There are a variety of 澳洲幸运5官方开奖结果体彩网:individual retire♔ment accounts (IRAs) on the investment landscape these days. Here's a breakdown of two of the less-traditional 𒁃types, the Simplified Employee Pension (SEP) IRA and the Roth IRA.
Key Takeaways
- While traditional IRAs remain the most popular type of individual retirement account, alternatives exist.
- A SEP IRA is a retirement savings plan established by employers—including self-employed people—for the benefit of their employees and themselves that are low-cost and have higher contribution limits.
- A Roth IRA uses after-tax contributions that then grow tax-exempt, but have a contribution limit ($7,000 for 2024) and are subject to income eligibility caps.
SEP IRA
A 澳洲幸运5官方开奖✱结果体彩网:simplifi๊ed employee pension (SEP) IRA is established and funded by a business (including a 澳洲幸运5官方开奖结果体彩网:sole proprietorship) and has the following criteria or components:
- It must be established and funded by the employer's tax filing deadline, including extensions.
- The contribution limit is 25% of compensation or $69,000 for 2024, whichever is less. For a sole proprietor, the contribution limit is 20% of the sole proprietor's adjusted net business income.
- The contribution within the limits is 澳洲幸运5官方开奖结果体彩网:deductible on the employer's business tax return.
- Account earnings grow on a 澳洲幸运5官方开奖结果体彩网:tax-deferred basis.
- 澳洲幸运5官方开奖结果体彩网:Distributions are treated as 澳洲幸运5官方开奖结果体彩网:ordinary income and are subject to income tax and early withdrawal penalties if you are under age 59½ when the withdrawal is made unless you are eligible for an exception.
Roth IRA
A Roth IRA is established and funded by the individual taxpayer using after-tax dollars and grows tax-exempt. It has the following criteria or components:
- It must be established and funded by individual taxpayer's tax filing deadline (usually April 15), extensions not included.

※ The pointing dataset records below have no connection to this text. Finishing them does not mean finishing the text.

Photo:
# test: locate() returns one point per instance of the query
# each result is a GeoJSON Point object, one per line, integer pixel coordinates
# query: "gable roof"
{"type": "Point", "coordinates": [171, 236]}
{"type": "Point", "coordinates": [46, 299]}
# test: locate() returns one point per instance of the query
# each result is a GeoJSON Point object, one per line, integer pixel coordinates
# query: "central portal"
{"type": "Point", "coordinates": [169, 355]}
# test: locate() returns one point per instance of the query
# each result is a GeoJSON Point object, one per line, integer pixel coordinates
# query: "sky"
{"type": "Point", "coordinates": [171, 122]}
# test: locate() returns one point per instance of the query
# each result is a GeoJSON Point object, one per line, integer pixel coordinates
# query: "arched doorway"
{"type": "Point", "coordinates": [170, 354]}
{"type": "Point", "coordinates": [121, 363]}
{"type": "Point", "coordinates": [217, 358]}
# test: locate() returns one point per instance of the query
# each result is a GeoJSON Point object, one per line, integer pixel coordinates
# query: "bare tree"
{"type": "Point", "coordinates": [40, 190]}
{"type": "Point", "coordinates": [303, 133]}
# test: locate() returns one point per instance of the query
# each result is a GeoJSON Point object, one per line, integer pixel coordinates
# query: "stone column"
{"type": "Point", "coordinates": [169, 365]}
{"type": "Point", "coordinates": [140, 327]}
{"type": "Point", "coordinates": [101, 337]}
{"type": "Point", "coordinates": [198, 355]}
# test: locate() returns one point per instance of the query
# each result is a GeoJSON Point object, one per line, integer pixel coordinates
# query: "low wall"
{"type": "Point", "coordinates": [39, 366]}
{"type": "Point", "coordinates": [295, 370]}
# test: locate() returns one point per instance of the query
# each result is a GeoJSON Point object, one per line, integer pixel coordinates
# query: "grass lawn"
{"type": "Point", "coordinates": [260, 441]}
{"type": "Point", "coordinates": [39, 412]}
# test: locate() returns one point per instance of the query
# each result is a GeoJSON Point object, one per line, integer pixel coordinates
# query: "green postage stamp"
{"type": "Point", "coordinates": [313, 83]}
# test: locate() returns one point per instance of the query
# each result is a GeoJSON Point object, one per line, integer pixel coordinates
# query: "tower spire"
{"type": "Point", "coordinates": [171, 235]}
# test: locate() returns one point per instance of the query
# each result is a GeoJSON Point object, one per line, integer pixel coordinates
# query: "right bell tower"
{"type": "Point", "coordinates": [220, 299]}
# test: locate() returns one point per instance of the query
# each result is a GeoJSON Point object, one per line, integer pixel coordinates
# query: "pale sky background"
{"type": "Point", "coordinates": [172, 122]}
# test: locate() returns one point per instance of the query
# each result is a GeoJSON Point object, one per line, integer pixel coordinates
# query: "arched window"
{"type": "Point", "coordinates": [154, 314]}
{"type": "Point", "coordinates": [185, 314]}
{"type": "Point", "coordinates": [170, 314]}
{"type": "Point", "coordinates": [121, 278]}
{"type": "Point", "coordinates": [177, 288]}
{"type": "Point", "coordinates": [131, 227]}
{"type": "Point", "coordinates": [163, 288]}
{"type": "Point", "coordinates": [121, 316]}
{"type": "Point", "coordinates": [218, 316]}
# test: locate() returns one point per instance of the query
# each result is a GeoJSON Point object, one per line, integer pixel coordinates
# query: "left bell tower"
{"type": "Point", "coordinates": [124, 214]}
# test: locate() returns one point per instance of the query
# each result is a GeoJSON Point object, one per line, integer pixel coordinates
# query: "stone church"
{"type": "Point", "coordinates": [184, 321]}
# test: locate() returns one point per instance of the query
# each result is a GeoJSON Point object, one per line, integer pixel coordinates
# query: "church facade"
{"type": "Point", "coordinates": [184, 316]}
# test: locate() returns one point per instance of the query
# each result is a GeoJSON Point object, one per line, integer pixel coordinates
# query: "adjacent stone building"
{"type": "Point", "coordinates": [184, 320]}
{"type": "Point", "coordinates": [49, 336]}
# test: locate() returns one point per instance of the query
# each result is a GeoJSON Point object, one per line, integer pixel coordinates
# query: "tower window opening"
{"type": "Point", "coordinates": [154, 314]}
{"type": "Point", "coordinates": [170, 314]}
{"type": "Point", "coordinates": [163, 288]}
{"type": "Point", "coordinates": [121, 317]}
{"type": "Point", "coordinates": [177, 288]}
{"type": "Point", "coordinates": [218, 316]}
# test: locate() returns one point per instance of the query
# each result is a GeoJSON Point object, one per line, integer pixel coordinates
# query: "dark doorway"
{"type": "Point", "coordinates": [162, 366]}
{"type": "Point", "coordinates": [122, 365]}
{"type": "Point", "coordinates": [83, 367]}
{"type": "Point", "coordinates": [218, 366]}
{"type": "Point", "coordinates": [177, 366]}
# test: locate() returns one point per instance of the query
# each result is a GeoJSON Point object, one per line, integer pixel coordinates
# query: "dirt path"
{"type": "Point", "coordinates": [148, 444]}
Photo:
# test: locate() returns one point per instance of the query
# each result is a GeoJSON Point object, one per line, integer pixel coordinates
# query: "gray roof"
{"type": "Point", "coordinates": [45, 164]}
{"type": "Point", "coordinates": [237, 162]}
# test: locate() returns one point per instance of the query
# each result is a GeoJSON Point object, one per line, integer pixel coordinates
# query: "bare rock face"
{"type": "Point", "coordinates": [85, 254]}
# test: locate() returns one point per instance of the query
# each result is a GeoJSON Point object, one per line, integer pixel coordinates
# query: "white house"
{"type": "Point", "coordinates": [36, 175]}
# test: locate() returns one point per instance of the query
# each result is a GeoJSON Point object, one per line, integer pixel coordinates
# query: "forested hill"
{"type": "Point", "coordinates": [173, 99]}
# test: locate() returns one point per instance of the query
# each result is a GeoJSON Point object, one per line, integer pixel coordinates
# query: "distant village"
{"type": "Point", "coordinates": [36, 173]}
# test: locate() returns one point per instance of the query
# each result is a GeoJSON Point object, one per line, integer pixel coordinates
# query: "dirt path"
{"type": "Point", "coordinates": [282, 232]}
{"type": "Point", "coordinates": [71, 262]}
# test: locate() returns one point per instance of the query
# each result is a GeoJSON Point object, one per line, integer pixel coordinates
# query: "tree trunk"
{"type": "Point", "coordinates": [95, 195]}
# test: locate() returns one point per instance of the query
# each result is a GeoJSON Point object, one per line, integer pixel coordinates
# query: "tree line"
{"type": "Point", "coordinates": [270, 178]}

- The contribution limit for 2024 is the lesser of 100% of compensation or $7,000 and $8,000 if you are at least age 50 by the end of the year for which the contribution is being made.
- Contributions are not deductible.
- Earnings grow on a tax-free basis (certain rules apply).

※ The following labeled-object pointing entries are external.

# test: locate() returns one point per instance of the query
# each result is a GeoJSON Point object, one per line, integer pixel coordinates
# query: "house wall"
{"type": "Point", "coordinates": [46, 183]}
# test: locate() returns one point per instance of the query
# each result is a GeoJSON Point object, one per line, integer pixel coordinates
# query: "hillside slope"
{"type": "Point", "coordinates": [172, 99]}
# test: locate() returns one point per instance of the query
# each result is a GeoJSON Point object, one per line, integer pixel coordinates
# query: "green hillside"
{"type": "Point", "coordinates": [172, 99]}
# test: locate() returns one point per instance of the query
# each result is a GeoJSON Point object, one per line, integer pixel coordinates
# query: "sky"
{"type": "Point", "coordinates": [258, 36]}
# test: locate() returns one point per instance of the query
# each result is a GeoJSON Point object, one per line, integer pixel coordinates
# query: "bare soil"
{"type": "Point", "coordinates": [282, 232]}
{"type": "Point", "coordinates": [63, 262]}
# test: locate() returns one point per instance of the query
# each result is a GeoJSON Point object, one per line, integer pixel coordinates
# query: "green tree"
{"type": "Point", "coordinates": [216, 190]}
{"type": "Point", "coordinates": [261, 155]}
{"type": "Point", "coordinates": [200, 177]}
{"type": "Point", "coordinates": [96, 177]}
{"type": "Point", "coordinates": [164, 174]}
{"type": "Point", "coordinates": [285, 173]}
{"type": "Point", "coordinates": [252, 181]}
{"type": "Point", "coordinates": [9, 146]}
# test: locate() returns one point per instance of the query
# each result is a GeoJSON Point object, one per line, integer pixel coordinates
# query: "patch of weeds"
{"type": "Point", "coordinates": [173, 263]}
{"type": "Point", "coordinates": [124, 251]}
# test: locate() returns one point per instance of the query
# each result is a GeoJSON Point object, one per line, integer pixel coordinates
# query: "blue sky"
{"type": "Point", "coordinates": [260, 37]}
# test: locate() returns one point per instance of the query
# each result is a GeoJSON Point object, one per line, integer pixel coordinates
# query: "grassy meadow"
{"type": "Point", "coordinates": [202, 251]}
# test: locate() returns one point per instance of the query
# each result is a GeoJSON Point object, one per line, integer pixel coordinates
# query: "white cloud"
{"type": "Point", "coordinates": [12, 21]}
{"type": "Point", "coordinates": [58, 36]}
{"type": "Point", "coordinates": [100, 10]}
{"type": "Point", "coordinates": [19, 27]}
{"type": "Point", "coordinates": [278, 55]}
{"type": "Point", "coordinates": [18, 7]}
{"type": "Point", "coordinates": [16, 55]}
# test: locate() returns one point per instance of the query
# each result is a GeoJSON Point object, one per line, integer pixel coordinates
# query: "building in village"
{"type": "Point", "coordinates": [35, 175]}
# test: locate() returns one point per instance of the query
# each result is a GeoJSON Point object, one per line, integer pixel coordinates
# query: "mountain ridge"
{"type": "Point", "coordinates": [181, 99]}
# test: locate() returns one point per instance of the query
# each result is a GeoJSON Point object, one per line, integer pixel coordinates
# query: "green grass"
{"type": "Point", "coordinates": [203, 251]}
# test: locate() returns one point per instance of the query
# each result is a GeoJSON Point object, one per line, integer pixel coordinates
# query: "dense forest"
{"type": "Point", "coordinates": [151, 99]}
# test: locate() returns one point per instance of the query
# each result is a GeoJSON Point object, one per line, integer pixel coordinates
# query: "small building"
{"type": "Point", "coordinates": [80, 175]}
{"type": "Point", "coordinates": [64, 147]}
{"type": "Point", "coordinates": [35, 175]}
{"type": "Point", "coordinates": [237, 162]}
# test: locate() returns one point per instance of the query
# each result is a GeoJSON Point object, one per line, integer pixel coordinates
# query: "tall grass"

- 澳洲幸运5官方开奖结果体彩网:Qualified distributions are tax- and penalty-free.
If you fund a SEP IRA and then convert those assets to a Roth IRA, the converted amount will be treated as ordinary income and subjected to income tax for the year you made the conversion.
Important
In order to contribute to a Roth IRA, you must make less than $161,000 per year as a single filer in 2024 or $240,000 as married filing jointly.
The Bottom Line
Choosing a retirement plan that can maximize you꧑r benefits is essenti🎐al. Here are some additional points to consider:
- Choosing the right plan type for your business (including a sole proprietorship): When you are trying to choose the best plan for your business, other options to consider include SIMPLE IRAs or qualified plans such as profit sharing, money purchase, and 澳洲幸运5官方开奖结果体彩网:401(k) plan.

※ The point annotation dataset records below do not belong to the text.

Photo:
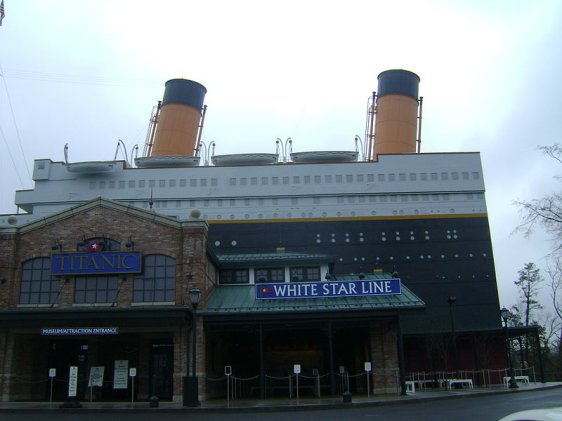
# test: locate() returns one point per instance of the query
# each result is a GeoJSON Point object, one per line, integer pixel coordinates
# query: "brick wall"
{"type": "Point", "coordinates": [384, 357]}
{"type": "Point", "coordinates": [152, 234]}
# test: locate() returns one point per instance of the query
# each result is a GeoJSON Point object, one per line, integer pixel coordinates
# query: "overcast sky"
{"type": "Point", "coordinates": [89, 72]}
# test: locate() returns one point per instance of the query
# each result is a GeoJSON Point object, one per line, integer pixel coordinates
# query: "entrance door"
{"type": "Point", "coordinates": [63, 354]}
{"type": "Point", "coordinates": [161, 369]}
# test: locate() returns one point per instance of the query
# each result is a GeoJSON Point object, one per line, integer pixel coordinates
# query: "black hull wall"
{"type": "Point", "coordinates": [436, 257]}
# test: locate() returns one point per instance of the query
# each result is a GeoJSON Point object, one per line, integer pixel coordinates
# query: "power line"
{"type": "Point", "coordinates": [17, 132]}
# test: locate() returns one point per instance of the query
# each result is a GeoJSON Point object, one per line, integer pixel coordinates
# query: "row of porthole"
{"type": "Point", "coordinates": [422, 257]}
{"type": "Point", "coordinates": [324, 214]}
{"type": "Point", "coordinates": [347, 240]}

- Choosing the right type of IRA: Sole proprietors making an employer contribution to a SEP IRA may also make an individual participant contribution to a Roth or 澳洲幸运5官方开奖结果体彩网:traditional IRA.
Generally, SEP IRAs and Roth IRAs are not substꦜituted for each other, as they are two different types of retirement plans. An individual ma❀y be able to participate in both if they meet the eligibility requirements.